Cost evaluation for Se(IV) removal, by applying common drinking water treatment processes: Coagulation/precipitation or adsorption

Abstract

Abstract This study provides a realistic estimation of uptake efficiency and operational cost for Se(IV) removal by the two most promising processes: coagulation/precipitation with iron salts and adsorption onto iron oxy-hydroxides granules. Removal efficiency at pH 7 and temperature 20 °C, corresponding to residual Se(IV) concentrations below the drinking water regulation limit 10 μg/L, was used to estimate the coagulant cost at approximately 357 €/kg Se(IV) removed, while the corresponding FeOOH cost, applying a single step adsorption process, was estimated at 2,222 €/kg Se(IV) removed; however, the later was substantially decreased, and being lower than the coagulant treatment cost, when more than 5 adsorption/regeneration/reuse cycles were performed.

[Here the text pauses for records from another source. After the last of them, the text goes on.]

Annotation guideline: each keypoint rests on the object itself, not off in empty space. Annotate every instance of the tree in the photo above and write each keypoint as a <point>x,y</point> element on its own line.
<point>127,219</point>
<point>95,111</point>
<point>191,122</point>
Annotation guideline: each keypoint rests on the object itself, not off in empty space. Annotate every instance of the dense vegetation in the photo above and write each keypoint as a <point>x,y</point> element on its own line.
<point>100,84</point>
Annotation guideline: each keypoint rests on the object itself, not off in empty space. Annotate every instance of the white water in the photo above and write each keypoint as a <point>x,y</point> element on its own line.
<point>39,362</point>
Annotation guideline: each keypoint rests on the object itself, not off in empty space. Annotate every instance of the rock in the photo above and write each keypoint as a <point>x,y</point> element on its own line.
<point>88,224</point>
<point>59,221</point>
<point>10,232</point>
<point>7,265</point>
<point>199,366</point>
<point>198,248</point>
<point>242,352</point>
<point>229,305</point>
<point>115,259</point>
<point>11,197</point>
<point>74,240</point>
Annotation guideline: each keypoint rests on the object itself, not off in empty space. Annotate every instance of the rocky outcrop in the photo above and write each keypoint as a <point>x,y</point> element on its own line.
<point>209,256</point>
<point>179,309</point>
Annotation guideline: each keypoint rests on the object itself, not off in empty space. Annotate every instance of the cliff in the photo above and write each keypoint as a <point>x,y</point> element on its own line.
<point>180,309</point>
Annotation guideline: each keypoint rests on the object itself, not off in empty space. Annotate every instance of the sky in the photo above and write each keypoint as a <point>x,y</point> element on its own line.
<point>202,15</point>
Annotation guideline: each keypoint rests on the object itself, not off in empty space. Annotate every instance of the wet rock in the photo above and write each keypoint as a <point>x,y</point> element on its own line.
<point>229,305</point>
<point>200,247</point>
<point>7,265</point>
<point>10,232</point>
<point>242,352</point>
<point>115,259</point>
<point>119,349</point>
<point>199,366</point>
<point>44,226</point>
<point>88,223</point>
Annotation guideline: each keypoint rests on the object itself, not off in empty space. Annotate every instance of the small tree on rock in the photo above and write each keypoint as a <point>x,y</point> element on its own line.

Furthermore, the analysis of operational cost for a medium-scale drinking water plant, treating 100 m3/h with initial concentration 100 μg Se(IV)/L indicates that coagulation/precipitation process presents an operational cost of 104 €/103 m3, which is more than twice lower than the application of a single adsorption step (being 236 €/103 m3). Contrary, the operational cost of adsorption process is competitive to coagulation/precipitation process for treating 100 m3/h because of the lower energy and labor costs. The utilization of adsorbents on the commonly applied throwaway basis can be cost effective for an initial concentration below 30 μg Se(IV)/L, while for initial concentrations 50 and 100 μg/L the cost of adsorption is lower than coagulation’s after 2 and 5 cycles of reuse, respectively. In conclusion, the scenario of adsorbent regeneration and reuse is necessary in order to narrow the cost gap between coagulation/precipitation and adsorption processes.